A first offense can earn you up to a year in prison, and up to a $2,500 fine. Subsequent offenses can earn you up to 3½ years in prison and fines up to $100,000. If you’re convicted of selling cannabis, you’re in deep hot water with fines upwards of $500,000 and many years in prison.

What about Wichita?

The exception to this rules is the city of Wichita which voted to decriminalize cannabis municipally. In Witchita, a first-time possession offense will get you a mere $50 fine. 

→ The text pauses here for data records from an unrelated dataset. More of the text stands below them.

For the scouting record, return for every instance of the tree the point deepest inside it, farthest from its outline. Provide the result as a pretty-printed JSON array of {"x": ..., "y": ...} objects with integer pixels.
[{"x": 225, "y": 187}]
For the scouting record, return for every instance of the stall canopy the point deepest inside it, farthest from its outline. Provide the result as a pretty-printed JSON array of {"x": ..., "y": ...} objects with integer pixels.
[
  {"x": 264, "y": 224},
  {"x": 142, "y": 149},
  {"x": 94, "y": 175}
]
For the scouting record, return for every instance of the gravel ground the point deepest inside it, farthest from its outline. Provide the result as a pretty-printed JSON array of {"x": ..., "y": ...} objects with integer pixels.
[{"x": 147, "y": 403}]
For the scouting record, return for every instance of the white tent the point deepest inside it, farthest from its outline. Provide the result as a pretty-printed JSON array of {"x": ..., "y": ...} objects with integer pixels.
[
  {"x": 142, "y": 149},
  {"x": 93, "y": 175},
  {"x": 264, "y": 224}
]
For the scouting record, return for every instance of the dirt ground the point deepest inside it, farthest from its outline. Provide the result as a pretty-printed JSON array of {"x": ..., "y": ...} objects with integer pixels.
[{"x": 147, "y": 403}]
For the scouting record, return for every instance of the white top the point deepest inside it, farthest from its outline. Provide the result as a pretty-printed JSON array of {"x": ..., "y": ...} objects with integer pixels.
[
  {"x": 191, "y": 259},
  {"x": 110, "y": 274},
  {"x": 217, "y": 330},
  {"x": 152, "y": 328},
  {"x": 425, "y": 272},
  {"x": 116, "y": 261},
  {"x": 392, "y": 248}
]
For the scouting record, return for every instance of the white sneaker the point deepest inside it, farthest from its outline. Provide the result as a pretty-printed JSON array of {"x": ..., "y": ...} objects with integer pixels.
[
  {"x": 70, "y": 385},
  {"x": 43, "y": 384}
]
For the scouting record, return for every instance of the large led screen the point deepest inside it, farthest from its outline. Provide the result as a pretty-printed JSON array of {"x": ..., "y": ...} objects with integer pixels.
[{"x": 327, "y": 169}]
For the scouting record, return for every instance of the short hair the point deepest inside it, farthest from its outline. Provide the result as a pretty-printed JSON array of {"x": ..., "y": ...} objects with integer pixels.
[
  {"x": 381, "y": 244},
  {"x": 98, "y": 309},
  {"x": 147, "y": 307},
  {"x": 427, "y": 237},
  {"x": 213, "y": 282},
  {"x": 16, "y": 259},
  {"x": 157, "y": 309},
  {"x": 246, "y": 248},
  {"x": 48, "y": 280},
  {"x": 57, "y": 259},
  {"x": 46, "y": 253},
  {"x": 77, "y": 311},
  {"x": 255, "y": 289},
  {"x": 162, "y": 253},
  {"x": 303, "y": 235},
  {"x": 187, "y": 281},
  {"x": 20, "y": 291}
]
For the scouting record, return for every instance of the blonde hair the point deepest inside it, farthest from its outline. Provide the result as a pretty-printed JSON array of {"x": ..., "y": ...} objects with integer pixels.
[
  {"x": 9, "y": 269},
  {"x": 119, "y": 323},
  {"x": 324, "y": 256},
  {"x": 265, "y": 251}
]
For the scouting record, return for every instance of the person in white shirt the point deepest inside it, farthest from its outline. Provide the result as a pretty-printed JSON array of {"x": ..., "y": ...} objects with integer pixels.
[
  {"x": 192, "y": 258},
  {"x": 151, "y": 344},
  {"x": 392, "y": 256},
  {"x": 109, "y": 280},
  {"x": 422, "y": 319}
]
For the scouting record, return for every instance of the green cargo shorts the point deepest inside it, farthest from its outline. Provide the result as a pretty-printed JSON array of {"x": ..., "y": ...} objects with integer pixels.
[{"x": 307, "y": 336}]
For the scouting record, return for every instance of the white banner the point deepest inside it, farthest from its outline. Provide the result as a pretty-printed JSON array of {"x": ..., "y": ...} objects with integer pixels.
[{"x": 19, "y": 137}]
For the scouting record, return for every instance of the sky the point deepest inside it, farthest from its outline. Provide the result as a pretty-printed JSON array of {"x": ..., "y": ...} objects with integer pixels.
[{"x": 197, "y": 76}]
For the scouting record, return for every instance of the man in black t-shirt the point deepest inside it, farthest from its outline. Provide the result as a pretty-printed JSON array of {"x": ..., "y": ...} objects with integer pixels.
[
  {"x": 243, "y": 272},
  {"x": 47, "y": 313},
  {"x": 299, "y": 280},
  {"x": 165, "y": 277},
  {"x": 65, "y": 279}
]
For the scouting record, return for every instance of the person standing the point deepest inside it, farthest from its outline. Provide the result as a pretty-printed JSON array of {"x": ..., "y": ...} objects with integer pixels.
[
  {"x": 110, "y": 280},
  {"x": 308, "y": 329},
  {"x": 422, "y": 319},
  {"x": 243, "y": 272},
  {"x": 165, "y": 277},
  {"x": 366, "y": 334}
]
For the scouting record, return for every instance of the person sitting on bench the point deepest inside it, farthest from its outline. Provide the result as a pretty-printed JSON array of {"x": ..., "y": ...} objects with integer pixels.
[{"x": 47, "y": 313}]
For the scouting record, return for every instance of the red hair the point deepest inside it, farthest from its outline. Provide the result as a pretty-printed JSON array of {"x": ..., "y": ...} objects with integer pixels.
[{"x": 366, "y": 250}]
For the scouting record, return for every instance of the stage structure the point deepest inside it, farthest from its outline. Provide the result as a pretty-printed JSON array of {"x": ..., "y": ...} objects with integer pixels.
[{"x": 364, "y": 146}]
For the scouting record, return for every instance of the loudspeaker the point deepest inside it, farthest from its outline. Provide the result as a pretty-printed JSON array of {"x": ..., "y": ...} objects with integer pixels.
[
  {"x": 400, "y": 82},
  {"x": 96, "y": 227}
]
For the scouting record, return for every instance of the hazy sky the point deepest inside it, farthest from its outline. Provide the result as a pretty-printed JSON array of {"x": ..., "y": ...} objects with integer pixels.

The first attempt to do so was in 2015. At that time, the Kansas Attorney General claimed that he would sue the city if the measure passed on the grounds that the city does not have the legal authority to reduce penalties, however, a couple of years later in 2017, the Wichita City Council unanimously approved the decriminalization of marijuana. 

All indications point to a high likelihood of Kansas passing some kind of medical marijuana law in the near future. 

In the meantime, regardless of the fact that the state Attorney General feels that CBD oil is illegal, many shops in the state, as well as online shops, sell a myriad of CBD products.

Kansas Medical Marijuana FAQ's

Frequently asked questions we receive regarding KS marijuana.

Once I have my Kansas MMJ card, where can I buy marijuana?

Once active, you will go to a state licensed dispensary. You can find them on Nationwide Dispensaries.

Once I have my KS MMJ card, can I grow my own marijuana?

To be determined.

How much legal weed can I have in KS with a card?

To be determined.

Can I Smoke Weed Once Qualified?

To be determined.

Can I take my medical cannabis to a different state?

Medical marijuana patients in all states may face federal and local charges of transporting marijuana if they cross state lines with the drug. This is true even if the states between which they are traveling allow medical marijuana. Should you need to travel with your marijuana it would be best to contact the state’s Bureau of health to understand the exact laws of the state you are traveling to in order to not risk breaking the law.

Who Can Use Marijuana in Kansas?

No one – yet.

CBD is for sale online in the forms of oils, topicals, flower and tinctures. CBD products for sale are also in head shops, pet stores and holistic shops around town. Is this CBD Oil legal in Kansas?

Hemp CBD oil which is derived from the hemp plant is legal throughout the United States.

Will CBD, Hemp, or cannabidiol oil get me high?


What is the difference between CBD & THC?

Psychoactive Vs. Non-Psychoactive. THC creates a euphoric effect due to the way it connects to the bodies endocannabinoid system. The endocannabinoid system has been recently recognized as an important modulatory system in the function of brain, endocrine, and immune tissues. Cannabidiol, or CBD reacts differently and is used with patients that require or prefer non euphoric care.

Is CBD for Pets really a thing?

Yes, CBD for Dogs, CBD for Cats, and CBD for pets in general is becoming a popular treatment for caring for pets that have arthritis, chronic pain and other ailments.

Where can I get CBD for pets?

You can find CBD for pets online, at some pet stores, and at holistic shops.

Are THC edibles allowed in Kansas?

To be determined.

How Much Should I consume?

You should always consult with a licensed Kansas medical marijuana doctor before using medical marijuana in any forms.